Me acompaña, ahora que el vaso de magia está a medias,
una música de alas y puentes, un cigarro
que tranquilo expira en la oscuridad, una flor
que me conoció mejor que nadie, una ciudad
en la que me reconozco, una hija
que hace las veces de psiquiatra y,
como un animal que nació para morir,
un espejo de río y asfalto donde me reflejo y,
dándome golpes de pecho
y con una sonrisa cargada de pasado,
ahora explico sus cansadas venas.
II
Transcurre la saliva ajena del tiempo, sólo transcurre,
sin adjetivos ni signos de admiración. Soy testigo
de su espuma estancada en un café negro,
a las seis de la tarde en punto, hora salvadoreña; soy testigo,
repito, del tedio hermoso de no tener empleo
cuando el estómago marca su alarma, madre se vuelve
lenta y las ropas, como hojas de un árbol seco,
palidecen frente al espejo de la calle donde no me reconozco.
No diré nada importante, en un país
donde nada es importante y único, ni siquiera el delicioso
cuento del abuelo y la nieta que no pudo ser.

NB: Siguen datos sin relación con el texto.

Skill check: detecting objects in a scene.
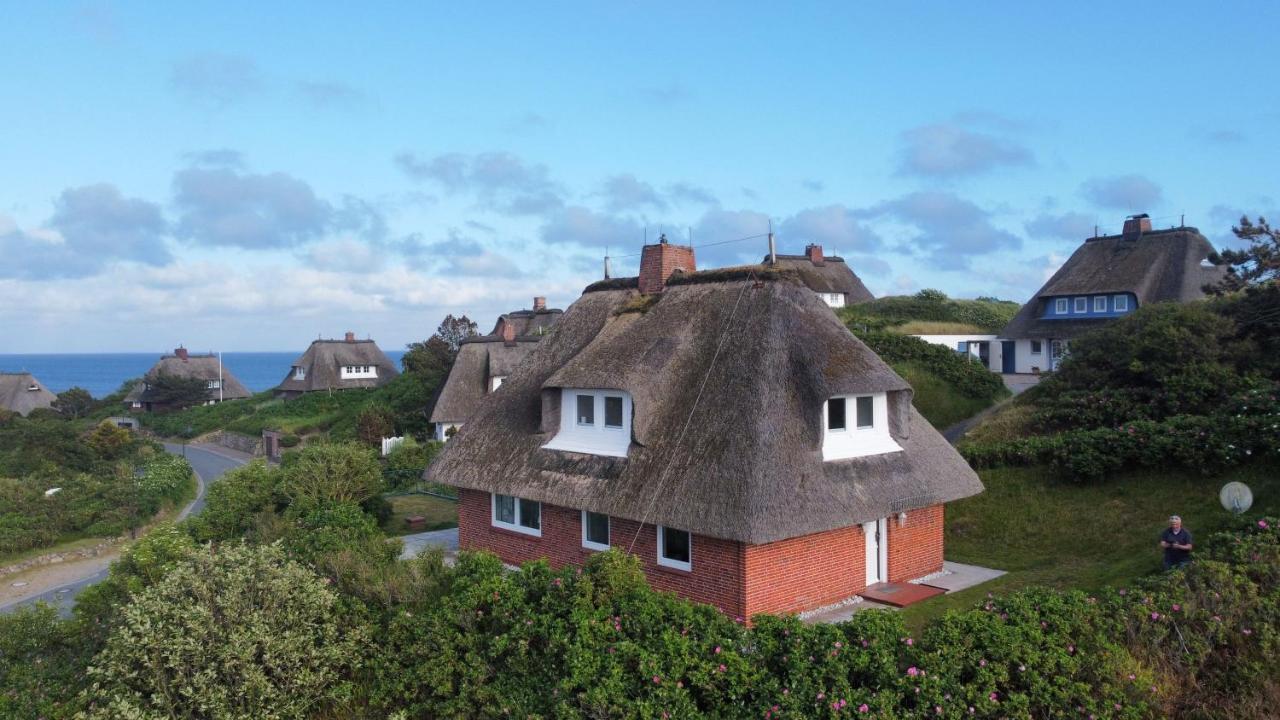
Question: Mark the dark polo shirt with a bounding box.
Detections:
[1160,528,1192,565]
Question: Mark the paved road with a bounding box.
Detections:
[0,443,244,616]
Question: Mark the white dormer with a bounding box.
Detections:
[340,365,378,380]
[822,392,902,460]
[543,388,631,457]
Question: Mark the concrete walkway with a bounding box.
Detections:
[803,561,1005,623]
[401,528,458,562]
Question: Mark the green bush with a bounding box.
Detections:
[86,546,367,719]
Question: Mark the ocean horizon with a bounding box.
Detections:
[0,350,404,398]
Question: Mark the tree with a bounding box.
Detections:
[54,387,93,418]
[283,442,383,514]
[86,544,367,719]
[401,336,456,378]
[356,405,396,447]
[1204,215,1280,295]
[84,420,133,460]
[147,374,209,407]
[434,314,479,351]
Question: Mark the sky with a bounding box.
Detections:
[0,0,1280,354]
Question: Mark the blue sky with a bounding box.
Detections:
[0,3,1280,352]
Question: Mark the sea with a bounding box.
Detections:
[0,350,404,397]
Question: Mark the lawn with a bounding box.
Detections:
[904,465,1280,628]
[893,361,995,430]
[383,493,458,536]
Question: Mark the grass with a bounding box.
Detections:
[383,493,458,536]
[902,465,1280,628]
[893,363,995,430]
[887,320,991,334]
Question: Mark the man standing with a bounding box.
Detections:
[1160,515,1192,570]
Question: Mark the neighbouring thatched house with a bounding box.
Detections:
[124,347,251,413]
[992,214,1226,373]
[431,297,563,441]
[425,238,982,618]
[0,373,58,416]
[764,245,876,307]
[275,333,399,398]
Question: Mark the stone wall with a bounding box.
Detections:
[0,537,124,577]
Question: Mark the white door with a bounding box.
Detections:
[863,518,888,585]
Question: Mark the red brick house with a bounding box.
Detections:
[426,237,982,618]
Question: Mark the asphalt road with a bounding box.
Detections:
[0,443,244,616]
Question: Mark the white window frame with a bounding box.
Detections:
[822,392,902,461]
[582,510,613,550]
[489,492,543,538]
[543,388,631,457]
[658,525,694,573]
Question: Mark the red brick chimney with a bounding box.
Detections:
[804,245,827,265]
[640,236,698,295]
[1112,213,1151,234]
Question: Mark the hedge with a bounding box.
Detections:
[960,389,1280,482]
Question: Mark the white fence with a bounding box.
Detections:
[383,436,404,457]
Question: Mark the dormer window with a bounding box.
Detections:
[822,392,902,460]
[543,388,631,457]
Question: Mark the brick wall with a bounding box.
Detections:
[887,505,942,583]
[640,242,696,295]
[745,525,867,615]
[458,489,745,618]
[458,489,942,618]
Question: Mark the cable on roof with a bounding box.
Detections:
[627,266,760,555]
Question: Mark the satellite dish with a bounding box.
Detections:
[1217,482,1253,515]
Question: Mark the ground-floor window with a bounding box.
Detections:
[582,510,609,550]
[658,525,694,570]
[493,493,543,537]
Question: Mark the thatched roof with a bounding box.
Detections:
[1000,227,1226,338]
[430,309,564,423]
[765,255,876,299]
[0,373,58,415]
[426,266,982,543]
[124,352,252,402]
[275,338,399,392]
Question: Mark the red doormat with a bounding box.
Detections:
[858,583,947,607]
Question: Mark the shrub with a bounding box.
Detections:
[189,460,280,542]
[87,546,366,719]
[282,443,383,512]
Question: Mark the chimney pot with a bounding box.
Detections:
[804,243,827,265]
[640,236,698,295]
[1124,213,1151,236]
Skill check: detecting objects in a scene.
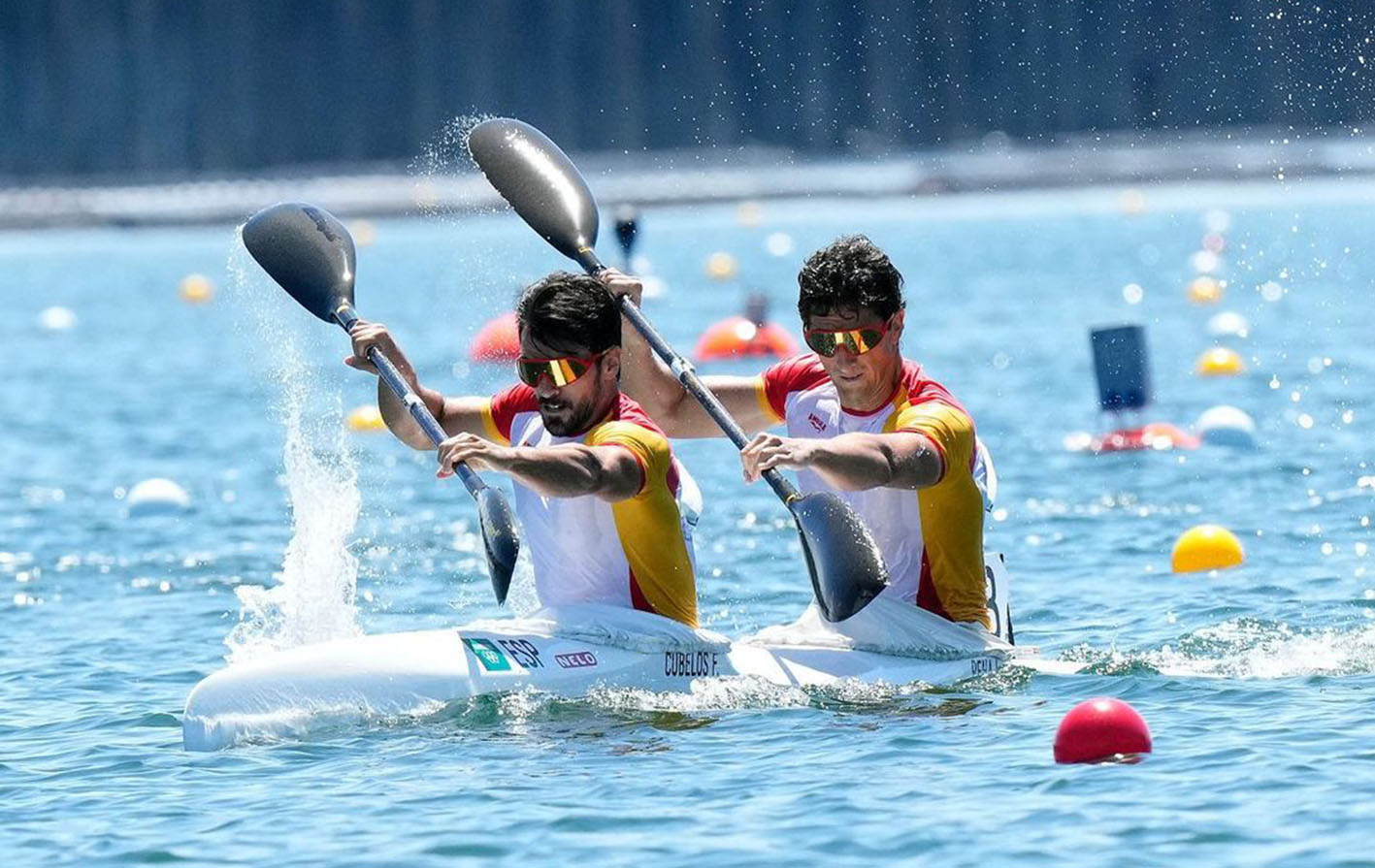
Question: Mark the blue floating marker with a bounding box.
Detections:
[1089,326,1152,412]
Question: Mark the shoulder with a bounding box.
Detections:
[755,353,831,422]
[584,394,672,462]
[482,383,539,442]
[583,396,672,492]
[902,359,972,425]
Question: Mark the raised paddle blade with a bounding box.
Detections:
[468,118,598,267]
[475,486,520,606]
[788,492,888,623]
[242,202,357,323]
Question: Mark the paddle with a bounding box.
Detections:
[468,118,888,621]
[616,205,639,272]
[242,202,520,603]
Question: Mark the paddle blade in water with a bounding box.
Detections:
[468,118,597,262]
[244,202,356,323]
[788,492,888,623]
[475,486,520,604]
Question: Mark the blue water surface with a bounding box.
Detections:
[0,181,1375,868]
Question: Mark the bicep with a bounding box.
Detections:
[583,445,649,502]
[654,376,778,436]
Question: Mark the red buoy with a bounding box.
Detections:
[1089,422,1199,452]
[693,316,799,361]
[1055,696,1151,762]
[468,311,520,361]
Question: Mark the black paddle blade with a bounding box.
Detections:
[475,488,520,606]
[788,492,888,623]
[616,205,639,265]
[244,202,356,323]
[468,118,598,267]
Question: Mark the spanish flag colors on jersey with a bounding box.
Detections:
[482,383,697,627]
[756,353,992,627]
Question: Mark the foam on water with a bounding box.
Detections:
[225,243,362,662]
[1145,618,1375,679]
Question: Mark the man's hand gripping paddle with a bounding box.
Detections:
[468,118,888,621]
[242,202,520,603]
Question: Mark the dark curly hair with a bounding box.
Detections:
[798,235,906,326]
[515,272,620,353]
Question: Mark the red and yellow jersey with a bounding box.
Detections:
[756,353,992,627]
[482,383,697,627]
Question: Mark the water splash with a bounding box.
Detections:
[1145,618,1375,679]
[225,233,362,663]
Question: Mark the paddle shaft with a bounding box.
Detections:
[334,305,487,498]
[577,247,801,502]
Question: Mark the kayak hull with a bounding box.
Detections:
[181,604,1012,750]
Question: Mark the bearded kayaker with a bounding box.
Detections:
[603,235,992,627]
[344,272,697,627]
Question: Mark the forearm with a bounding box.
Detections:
[502,443,639,499]
[807,433,940,492]
[620,316,688,419]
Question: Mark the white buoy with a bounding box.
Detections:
[39,307,77,331]
[1207,310,1251,338]
[125,476,191,518]
[1194,403,1256,449]
[765,232,794,257]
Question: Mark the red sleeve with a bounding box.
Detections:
[484,383,539,442]
[759,353,827,422]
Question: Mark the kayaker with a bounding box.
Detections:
[344,272,697,627]
[604,235,992,627]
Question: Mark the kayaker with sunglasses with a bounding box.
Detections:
[604,235,992,627]
[344,272,700,627]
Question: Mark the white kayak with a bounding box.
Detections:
[181,597,1078,750]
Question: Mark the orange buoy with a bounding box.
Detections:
[693,316,799,361]
[468,311,520,361]
[1055,697,1151,762]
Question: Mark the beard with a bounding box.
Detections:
[539,399,597,436]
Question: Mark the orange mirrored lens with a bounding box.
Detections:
[515,359,591,389]
[803,328,887,359]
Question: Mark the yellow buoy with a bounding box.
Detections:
[1170,525,1246,573]
[344,403,386,433]
[706,250,739,280]
[1194,346,1246,376]
[736,199,765,227]
[176,274,214,305]
[1188,274,1226,305]
[348,218,376,247]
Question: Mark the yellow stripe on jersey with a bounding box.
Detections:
[482,400,511,446]
[755,376,782,423]
[583,422,697,627]
[884,396,993,629]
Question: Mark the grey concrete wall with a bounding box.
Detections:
[0,0,1375,181]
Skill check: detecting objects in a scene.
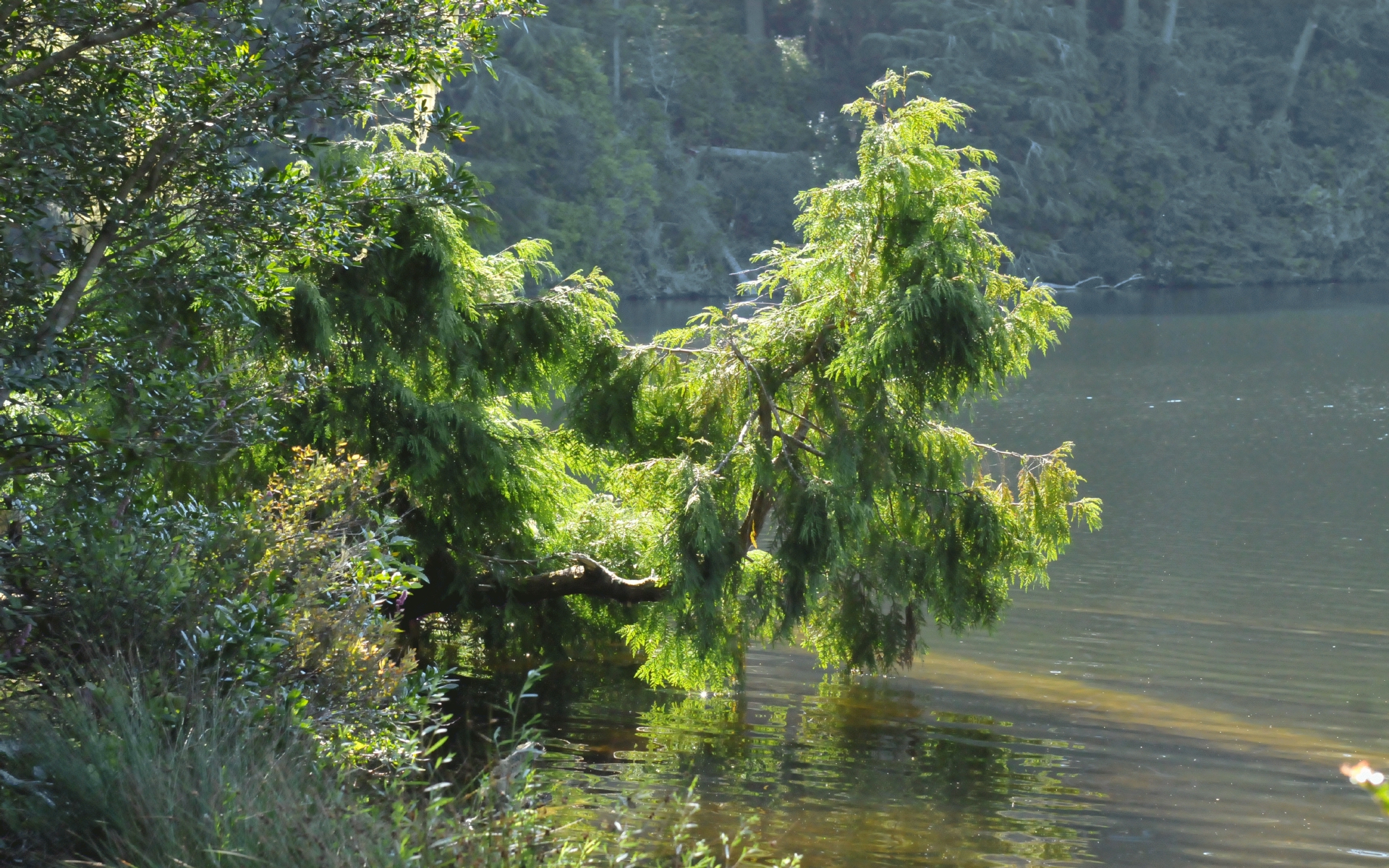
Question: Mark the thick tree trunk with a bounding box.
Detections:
[743,0,767,44]
[1274,3,1321,124]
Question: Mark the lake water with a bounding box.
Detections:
[514,287,1389,867]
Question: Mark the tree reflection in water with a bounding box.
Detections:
[491,655,1103,865]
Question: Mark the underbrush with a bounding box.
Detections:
[0,450,794,868]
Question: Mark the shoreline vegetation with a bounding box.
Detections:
[41,0,1371,868]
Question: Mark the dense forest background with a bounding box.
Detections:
[441,0,1389,297]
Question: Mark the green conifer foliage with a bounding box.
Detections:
[571,75,1099,686]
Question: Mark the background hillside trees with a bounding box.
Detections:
[461,0,1389,296]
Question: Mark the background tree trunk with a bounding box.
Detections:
[1163,0,1176,46]
[1274,3,1321,124]
[743,0,767,44]
[806,0,825,59]
[1123,0,1142,111]
[613,0,622,103]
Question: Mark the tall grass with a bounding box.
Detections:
[0,669,409,868]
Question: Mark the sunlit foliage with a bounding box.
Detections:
[571,74,1099,686]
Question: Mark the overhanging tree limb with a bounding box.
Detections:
[492,554,667,603]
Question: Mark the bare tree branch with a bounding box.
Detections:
[489,554,668,603]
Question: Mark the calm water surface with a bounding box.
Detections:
[519,289,1389,867]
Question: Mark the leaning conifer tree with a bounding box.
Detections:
[541,72,1100,686]
[252,74,1099,687]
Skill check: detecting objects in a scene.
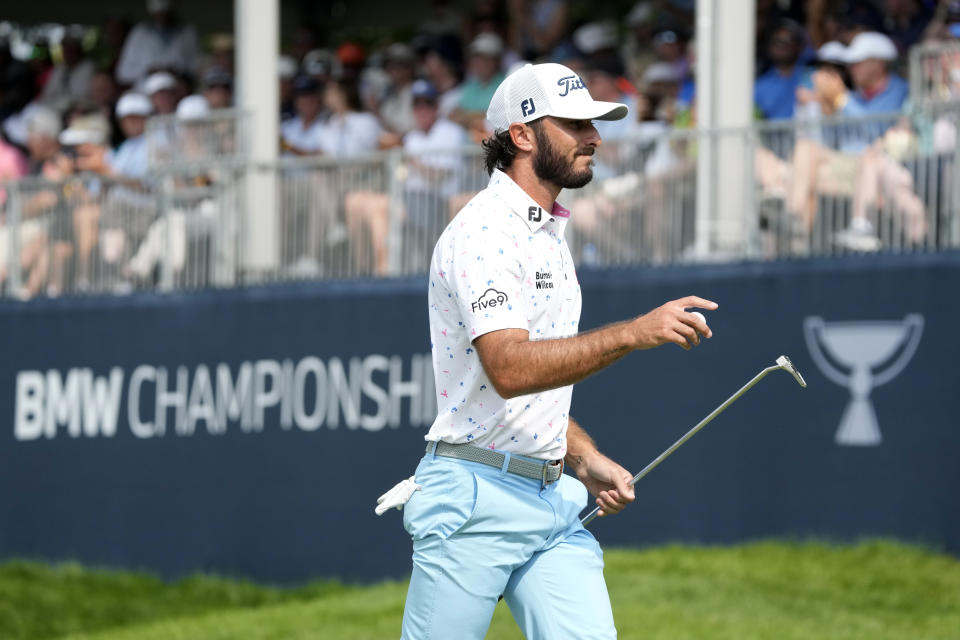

Aquí sobra
la melancolía, los corazones desteñidos, el desencanto del jilguero,
el silencio insoportable y esta desmesurada forma de decir estoy vivo.
Diré la mesa no alumbra y el sol no está puesto,
el cadáver sardónico camina infiernos
y se siente como en casa. Me siento como en casa,
pero los rostros de mi casa son ajenos, conflictivos y siniestros.
Soy testigo de este ardor imperdonable que cubre el tiempo y,
sin embargo, esta ciudad fantasma es un poema donde nada pasa,
donde nada transcurre, cuando son las siete y negro y el café noche.
III
Y siguiendo con el patrimonio del tiempo, tomo el cuchillo
y apuñalo el papel mientras en los parlantes suena,
como el grito trémulo de los ahogados,
una música flamenca, un blues oscuro
que nace del semen del sueño de Blake.
Nada que decir; nada, tampoco, que callar.
Sólo el óleo distorsionado de esta hora,
de este testigo; el retrato en blanco y negro
que chorrea sangre por los resquicios de sus ventanas.
Nueve con nueve en la noche y quiero explicarme.
¿De dónde esta mezcla de cuervo y pájaro carpintero?
El día es un plato de uvas podridas
y en él mi hambre pasa su lengua y se entretiene.
Mis años recientes son cántaros de agua de vida de luna.
Estudio y cada vez sé menos, imposible determinar
el genoma del hombre desde esta tierra que transpira inocencia, locura y alcohol.
Vivo y no vivo en una ciudad
que me sofoca y me refresca:
bajo el puente de sus día caminan mis ignominias.
Nueve y treinta y dos y Zack de la Rocha
pega su bala en mi cabeza.
La lluvia está equivocada:
sólo aquí hay ojos que soportan sorilegios.
Duermo en una cama de espinas, en ella han llorado Magdalenas, Penélopes y Safos de Lesbos
Sueño pero no sueño, no juego baloncesto
pero igual salto. A veces mi filosofía se resume
en un partido de fútbol.
Mis contradicciones son perfectas.
Yo soy perfecto
y mentiroso.
Nueve y cincuenta y cuatro y la noche trae,
como sombras de esperados velámenes,

miles de Norman Bates que sedientos miran mi cuaderno.